I've been asked to present a 45 minute session on Thinkfinity resources and the community at an upcoming state technology conference. The audience will be a diverse group of K-12 educators. Most will not have computer access during the presentation. Based on your own similar experiences, how do you best convey the power of Thinkfinity in just 45 miniutes with a diverse group? What do you recommend as "must show" resouces for this brief session? I hope many of you will respond; I value your input and want to use this as an example of how the community can support educators.. Thanks.
This is one of my favorite Science interactives to show for grades 3-5. It is a great example of collecting data in a fun way. Next, show Illuminations' Bar Grapher for a quick way to visually analyze their data.
I may be a little biased about this next suggestion as I was priviledged to view this exhibit at the Smithsonian.
The Star-Spangled Banner has an Interactive Flag so students can examine this artifact for historical information, a Collect Stars Activity where students may critically read articles related to the flag and answer quiz questions, and Share Your Story where students may respond to what the American flag stands for and what it means to them. Their response may become a part of the mosaic made of of stories and photos from students. Complete with lesson plans for every grade level, this is a must show. :-)
My favorite is Power Up! which is an interactive tool for grades 6-8. This tool, created by Science NetLinks, challenges students to think about the positive and negative consequences of various types of power. With what's happening in Japan, it makes you think twice about selecting nuclear power as one option in this exercise.
Another favorite is A Touch of Class from Science Netlinks for grades 3-5. The interactive tool requires students to classify animals and plants. It's helpful if teachers have headsets since this interactive has sound.
Thinkfinity.org has so many awesome resources, it's hard to pick just one.
I love to show the Dynamic Paper tools from NCTM's Illuminations site. It is a great example of a resource that can be used in a paper form (printable), as an image that you embed in a printed or online worksheet, or for use with an interactive whiteboard. Math teachers and elementary teachers are usually pretty excited about the site as it makes it very easy to create graphs and nets of many kinds.
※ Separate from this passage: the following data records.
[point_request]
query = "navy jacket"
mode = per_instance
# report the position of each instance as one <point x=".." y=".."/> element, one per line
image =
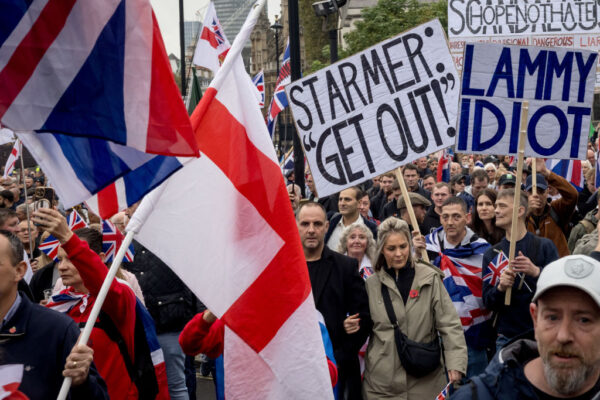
<point x="41" y="339"/>
<point x="504" y="377"/>
<point x="513" y="320"/>
<point x="336" y="219"/>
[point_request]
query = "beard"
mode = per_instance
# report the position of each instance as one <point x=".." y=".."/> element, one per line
<point x="567" y="380"/>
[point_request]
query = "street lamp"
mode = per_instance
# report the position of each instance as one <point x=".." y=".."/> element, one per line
<point x="326" y="9"/>
<point x="276" y="28"/>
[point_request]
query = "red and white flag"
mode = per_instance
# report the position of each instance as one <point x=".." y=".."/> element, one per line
<point x="212" y="45"/>
<point x="247" y="264"/>
<point x="10" y="379"/>
<point x="12" y="159"/>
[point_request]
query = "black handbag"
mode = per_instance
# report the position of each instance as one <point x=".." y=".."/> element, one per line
<point x="418" y="359"/>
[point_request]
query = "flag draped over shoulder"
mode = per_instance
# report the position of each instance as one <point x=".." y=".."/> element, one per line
<point x="88" y="88"/>
<point x="571" y="170"/>
<point x="247" y="266"/>
<point x="463" y="281"/>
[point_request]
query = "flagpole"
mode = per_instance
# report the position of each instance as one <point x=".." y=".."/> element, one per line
<point x="147" y="204"/>
<point x="409" y="208"/>
<point x="26" y="202"/>
<point x="517" y="196"/>
<point x="89" y="325"/>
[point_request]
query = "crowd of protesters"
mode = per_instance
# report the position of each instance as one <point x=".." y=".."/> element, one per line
<point x="411" y="310"/>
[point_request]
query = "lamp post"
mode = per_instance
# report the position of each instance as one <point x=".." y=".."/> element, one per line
<point x="276" y="28"/>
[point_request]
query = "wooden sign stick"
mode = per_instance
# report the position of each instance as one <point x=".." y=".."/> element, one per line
<point x="517" y="198"/>
<point x="533" y="175"/>
<point x="411" y="211"/>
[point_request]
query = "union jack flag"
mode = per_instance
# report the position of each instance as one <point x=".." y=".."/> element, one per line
<point x="75" y="221"/>
<point x="213" y="34"/>
<point x="445" y="159"/>
<point x="50" y="247"/>
<point x="89" y="90"/>
<point x="444" y="393"/>
<point x="492" y="272"/>
<point x="571" y="170"/>
<point x="279" y="101"/>
<point x="461" y="266"/>
<point x="111" y="242"/>
<point x="259" y="82"/>
<point x="12" y="158"/>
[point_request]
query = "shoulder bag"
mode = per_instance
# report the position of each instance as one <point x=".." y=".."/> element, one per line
<point x="418" y="359"/>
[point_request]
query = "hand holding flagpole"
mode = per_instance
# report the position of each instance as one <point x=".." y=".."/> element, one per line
<point x="146" y="206"/>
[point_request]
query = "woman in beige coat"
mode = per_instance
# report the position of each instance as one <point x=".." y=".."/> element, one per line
<point x="422" y="307"/>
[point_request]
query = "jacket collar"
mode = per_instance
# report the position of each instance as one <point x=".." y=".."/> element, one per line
<point x="423" y="277"/>
<point x="326" y="256"/>
<point x="17" y="324"/>
<point x="505" y="376"/>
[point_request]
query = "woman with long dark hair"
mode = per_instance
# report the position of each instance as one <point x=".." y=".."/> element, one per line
<point x="483" y="222"/>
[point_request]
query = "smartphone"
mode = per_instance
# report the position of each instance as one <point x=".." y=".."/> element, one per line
<point x="43" y="197"/>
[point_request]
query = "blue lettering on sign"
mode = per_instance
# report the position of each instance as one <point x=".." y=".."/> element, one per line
<point x="503" y="71"/>
<point x="480" y="105"/>
<point x="466" y="86"/>
<point x="544" y="70"/>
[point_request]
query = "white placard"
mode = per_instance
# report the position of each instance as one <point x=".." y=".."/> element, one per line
<point x="558" y="83"/>
<point x="520" y="17"/>
<point x="378" y="109"/>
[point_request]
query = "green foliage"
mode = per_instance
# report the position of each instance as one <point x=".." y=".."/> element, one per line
<point x="389" y="18"/>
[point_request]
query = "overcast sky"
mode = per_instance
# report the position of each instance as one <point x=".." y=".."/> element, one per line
<point x="167" y="14"/>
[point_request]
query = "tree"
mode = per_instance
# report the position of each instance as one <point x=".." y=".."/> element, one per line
<point x="389" y="18"/>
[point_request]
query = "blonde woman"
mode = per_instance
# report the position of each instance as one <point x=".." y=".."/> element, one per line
<point x="422" y="309"/>
<point x="357" y="242"/>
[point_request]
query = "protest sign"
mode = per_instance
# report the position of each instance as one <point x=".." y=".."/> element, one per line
<point x="558" y="83"/>
<point x="377" y="110"/>
<point x="570" y="24"/>
<point x="498" y="17"/>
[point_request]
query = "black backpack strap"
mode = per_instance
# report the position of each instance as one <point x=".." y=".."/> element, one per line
<point x="387" y="302"/>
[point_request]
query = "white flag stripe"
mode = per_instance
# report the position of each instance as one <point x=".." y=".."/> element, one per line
<point x="247" y="375"/>
<point x="229" y="221"/>
<point x="137" y="70"/>
<point x="56" y="165"/>
<point x="294" y="338"/>
<point x="70" y="49"/>
<point x="251" y="118"/>
<point x="21" y="30"/>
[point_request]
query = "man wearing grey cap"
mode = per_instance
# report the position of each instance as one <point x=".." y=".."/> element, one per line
<point x="550" y="220"/>
<point x="564" y="361"/>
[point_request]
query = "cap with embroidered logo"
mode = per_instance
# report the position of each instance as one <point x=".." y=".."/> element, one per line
<point x="578" y="271"/>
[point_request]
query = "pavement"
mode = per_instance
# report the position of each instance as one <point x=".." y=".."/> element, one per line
<point x="205" y="388"/>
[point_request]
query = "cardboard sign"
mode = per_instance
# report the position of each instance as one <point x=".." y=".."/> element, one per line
<point x="558" y="83"/>
<point x="504" y="18"/>
<point x="378" y="109"/>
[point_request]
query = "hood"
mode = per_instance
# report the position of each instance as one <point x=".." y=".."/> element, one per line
<point x="504" y="375"/>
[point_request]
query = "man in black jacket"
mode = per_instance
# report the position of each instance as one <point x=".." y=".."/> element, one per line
<point x="339" y="292"/>
<point x="39" y="342"/>
<point x="171" y="304"/>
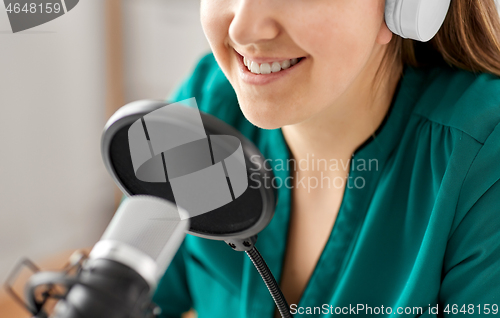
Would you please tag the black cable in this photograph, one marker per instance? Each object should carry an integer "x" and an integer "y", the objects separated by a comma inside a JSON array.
[{"x": 271, "y": 283}]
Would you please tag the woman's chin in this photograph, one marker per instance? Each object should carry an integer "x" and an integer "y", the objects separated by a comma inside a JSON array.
[{"x": 267, "y": 118}]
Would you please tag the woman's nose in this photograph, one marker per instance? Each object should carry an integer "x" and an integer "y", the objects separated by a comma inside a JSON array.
[{"x": 254, "y": 22}]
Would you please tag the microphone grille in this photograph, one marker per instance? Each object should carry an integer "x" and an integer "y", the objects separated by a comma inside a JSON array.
[{"x": 146, "y": 223}]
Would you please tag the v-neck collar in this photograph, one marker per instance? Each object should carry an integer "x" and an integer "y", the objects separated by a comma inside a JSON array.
[{"x": 255, "y": 298}]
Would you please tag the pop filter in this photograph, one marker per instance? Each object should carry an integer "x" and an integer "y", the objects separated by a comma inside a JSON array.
[
  {"x": 206, "y": 167},
  {"x": 251, "y": 205}
]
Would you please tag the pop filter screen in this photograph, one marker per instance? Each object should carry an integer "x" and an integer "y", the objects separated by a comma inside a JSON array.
[{"x": 248, "y": 211}]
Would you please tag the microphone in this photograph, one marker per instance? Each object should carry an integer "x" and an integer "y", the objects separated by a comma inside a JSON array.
[{"x": 121, "y": 273}]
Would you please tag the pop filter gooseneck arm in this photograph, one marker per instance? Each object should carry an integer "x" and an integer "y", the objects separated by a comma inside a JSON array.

I've done many 45 to 60 minute Thinkfinity presentations. I use a "10 in 10" slideshow that I developed using some of the slides here in the Trainer Toolbox to answer 10 basic questions about Thinkfinity in about 10 minutes. (such as info about the Verizon Foundation, the fact that it is free, the partners, etc.) then I dive into some great examples such as those that have been mentioned in responses to your question. It is never enough time, but you'll have fun and the audience should be excited to see what is available.
Good luck and have fun!
I do recommend going to the Professional Development community then to the documents that have been uploaded there. Here you will find some great slides to use to fit the 10 in 10 idea mentioned below. Also, there is a quick overview of the community there that may be beneficial to you so people get the word on the community also.
Showing a couple of great sites is important to get them excited and engaged, but also getting to the meat of Thinkfinity and the Community is important and the slides are very helpful there. You can copy and paste any you find into one slide show. 45 minutes is so little time for so much information. But you can do it!
I take copies of the Bio-Cube planning sheet and invite participants to fill them out about themselves as they come into the session. I later ask for a volunteer and fill out the interactive online with the group observing. Most of the time I can't print, but I take along some already printed (sometimes my own, sometimes student work) to pass around. The group always seems to enjoy seeing the process from start to finish. As an English teacher, I explain that I have the students do the cube for themselves and then for the character they've studied. The products become a very nice artifact for Open House.
Biocube is one of my favorites- when I presented at a reading conference I remade several biocubes with all the information about well known individuals past and present omitting the name of the person. Then I tossed them out in the crowd. Catchers were readers and got a gift. Then the first person to guess the person they were describing got a little gift as well. They loved the activity and found it harder to guess than I suspected. Then I demonstrated what I had used to create the cubes. Fun for all and you have them hooked!